"But while the Senate simply requires a majority of its 100 members to select the vice- president, the House must vote by states, with each state delegation having a single vote, and a majority of the states (at least 26 of 50) required to agree on the winner.
The unit rule has been employed twice in US history, in the long-ago elections of 1800, when Thomas Jefferson emerged as president, and 1824, when John Quincy Adams was elected. " Larry Sabato
Larry Sabato, then a little known political science professor at the University of Virginia, was a "talking head" at the Republican state convention that nominated George "Macaca" Allen for governor of Virginia. Sabato confidently predicted that Allen would never be elected. Somehow, Sabato has come to be an authority on many things.

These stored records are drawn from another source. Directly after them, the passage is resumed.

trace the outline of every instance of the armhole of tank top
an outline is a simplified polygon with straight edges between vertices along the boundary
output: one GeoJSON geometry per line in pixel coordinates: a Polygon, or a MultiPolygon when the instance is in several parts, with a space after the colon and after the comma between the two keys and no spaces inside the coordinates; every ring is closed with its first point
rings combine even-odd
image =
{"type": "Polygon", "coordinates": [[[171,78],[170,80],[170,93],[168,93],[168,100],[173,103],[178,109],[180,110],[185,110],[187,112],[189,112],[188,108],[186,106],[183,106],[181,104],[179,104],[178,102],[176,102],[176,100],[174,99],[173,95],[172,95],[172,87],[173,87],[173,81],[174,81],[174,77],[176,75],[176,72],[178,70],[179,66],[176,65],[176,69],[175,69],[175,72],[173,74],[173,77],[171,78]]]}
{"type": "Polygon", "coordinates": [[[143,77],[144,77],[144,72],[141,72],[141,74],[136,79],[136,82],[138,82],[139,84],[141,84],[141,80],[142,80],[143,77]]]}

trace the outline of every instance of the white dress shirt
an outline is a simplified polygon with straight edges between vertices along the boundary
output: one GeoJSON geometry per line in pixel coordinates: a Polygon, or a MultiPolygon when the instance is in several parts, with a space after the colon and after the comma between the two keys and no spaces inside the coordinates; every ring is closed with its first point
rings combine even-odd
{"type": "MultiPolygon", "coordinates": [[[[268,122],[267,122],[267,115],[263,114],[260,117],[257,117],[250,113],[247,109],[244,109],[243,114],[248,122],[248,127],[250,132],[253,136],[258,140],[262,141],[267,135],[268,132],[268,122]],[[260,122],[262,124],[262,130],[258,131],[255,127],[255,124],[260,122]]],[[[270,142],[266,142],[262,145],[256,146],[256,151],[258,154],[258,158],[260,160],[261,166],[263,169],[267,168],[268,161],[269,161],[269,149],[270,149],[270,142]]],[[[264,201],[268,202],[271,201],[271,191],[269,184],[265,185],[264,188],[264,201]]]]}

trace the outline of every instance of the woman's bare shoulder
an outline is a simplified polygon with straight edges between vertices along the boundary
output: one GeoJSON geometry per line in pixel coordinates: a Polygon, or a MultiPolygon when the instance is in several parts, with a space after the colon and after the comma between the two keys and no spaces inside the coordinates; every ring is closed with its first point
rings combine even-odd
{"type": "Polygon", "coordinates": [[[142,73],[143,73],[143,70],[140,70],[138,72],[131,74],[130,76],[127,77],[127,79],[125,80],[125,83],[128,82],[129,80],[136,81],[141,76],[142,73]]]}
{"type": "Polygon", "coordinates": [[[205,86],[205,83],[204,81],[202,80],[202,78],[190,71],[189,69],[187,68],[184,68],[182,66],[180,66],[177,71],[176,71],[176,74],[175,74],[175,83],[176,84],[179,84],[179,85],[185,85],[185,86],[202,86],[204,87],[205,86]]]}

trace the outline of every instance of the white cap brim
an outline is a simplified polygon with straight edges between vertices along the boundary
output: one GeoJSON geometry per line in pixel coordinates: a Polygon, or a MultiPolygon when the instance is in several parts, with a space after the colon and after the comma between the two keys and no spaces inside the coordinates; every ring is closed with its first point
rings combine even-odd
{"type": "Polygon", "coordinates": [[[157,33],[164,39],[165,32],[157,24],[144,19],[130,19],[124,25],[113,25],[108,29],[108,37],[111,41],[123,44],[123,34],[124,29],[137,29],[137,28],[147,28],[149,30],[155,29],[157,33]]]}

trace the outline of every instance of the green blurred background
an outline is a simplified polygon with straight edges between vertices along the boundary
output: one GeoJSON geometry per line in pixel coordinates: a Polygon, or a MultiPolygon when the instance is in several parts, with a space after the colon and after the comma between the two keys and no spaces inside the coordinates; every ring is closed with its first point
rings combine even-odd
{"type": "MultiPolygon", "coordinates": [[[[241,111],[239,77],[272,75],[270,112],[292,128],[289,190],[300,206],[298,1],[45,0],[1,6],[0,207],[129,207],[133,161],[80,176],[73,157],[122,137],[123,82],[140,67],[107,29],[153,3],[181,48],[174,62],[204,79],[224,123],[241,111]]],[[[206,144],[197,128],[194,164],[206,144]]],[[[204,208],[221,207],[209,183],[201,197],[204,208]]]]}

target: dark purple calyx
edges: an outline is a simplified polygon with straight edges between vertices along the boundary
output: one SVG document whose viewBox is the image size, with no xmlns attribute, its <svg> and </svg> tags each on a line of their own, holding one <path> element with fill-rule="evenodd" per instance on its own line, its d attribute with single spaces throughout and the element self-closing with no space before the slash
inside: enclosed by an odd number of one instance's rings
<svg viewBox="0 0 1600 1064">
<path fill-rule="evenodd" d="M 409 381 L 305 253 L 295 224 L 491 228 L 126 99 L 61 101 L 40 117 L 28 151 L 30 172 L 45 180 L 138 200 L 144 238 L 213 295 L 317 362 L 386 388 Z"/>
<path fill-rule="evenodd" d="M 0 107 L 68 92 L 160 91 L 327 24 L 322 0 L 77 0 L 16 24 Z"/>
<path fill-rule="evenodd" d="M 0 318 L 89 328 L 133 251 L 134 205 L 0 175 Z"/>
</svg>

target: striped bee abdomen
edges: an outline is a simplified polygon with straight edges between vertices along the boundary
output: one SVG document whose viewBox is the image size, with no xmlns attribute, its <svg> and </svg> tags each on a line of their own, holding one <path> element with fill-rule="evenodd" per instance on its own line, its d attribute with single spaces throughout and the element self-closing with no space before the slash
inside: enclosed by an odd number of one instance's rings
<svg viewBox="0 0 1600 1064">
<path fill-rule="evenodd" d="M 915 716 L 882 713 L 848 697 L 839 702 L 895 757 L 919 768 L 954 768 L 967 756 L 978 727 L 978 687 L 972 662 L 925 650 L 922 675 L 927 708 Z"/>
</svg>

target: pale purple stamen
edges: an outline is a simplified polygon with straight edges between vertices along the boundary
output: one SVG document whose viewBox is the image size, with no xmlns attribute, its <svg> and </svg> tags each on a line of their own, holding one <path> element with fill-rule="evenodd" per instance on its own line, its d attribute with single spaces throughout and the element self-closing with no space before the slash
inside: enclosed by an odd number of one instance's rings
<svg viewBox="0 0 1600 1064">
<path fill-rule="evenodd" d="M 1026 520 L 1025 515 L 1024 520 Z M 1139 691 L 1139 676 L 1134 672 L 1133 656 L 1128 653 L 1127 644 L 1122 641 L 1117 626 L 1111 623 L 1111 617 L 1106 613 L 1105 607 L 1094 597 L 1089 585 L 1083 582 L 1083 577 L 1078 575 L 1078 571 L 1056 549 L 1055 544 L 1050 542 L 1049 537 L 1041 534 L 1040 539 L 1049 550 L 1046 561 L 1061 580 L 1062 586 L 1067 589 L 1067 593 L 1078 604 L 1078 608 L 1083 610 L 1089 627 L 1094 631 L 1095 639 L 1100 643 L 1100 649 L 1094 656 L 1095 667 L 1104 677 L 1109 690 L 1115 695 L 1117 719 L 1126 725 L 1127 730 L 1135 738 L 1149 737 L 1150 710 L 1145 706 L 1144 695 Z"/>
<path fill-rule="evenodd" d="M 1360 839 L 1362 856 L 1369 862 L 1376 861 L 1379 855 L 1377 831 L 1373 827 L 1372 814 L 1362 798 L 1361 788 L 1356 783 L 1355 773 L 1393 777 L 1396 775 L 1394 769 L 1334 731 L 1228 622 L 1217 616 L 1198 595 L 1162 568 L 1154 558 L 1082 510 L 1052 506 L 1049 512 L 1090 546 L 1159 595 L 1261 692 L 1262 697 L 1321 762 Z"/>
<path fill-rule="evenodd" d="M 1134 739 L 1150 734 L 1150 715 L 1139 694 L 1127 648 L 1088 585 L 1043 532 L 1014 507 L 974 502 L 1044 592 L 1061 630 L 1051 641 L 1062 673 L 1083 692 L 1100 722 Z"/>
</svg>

This article is quite entertaining. It puzzles over the intricacies of US election law in the eventuality that there is a tie vote in the Electoral College. What fun! The federal nature of the US union is always the subject of complaint in election years. The basic issue is that the little states (in population) have, in many ways, the same political weight as the big states. In the US Senate, this factor is always with us, the product of the Great Compromise that made the union a possibility in the first place. A lot of people do not like that. I suppose that they live in big states. Sabato makes the statement that US "values" are different now than they were…. I doubt that. Perhaps political science professors have different values than they once did, but, then, there were no political science professors on hand when the constitution of the United States was written. Thank God.
The futility of the discussions concerning American federalism always impresses. The little states are clearly not going to accept any constitutional amendments that deprive them of the division of function and power that was the basis of the union to begin with. A bargain is a bargain.
How about a constitutional convention? Yes, how about it? Could the scope of the changes wrought by such a convention be limited in advance? The first constitutional convention seized control of the process and created a new kind of government. It had been called to modify the Articles of Confederation. Would the new document be subject to ratification by the states? What would happen if some states did not ratify?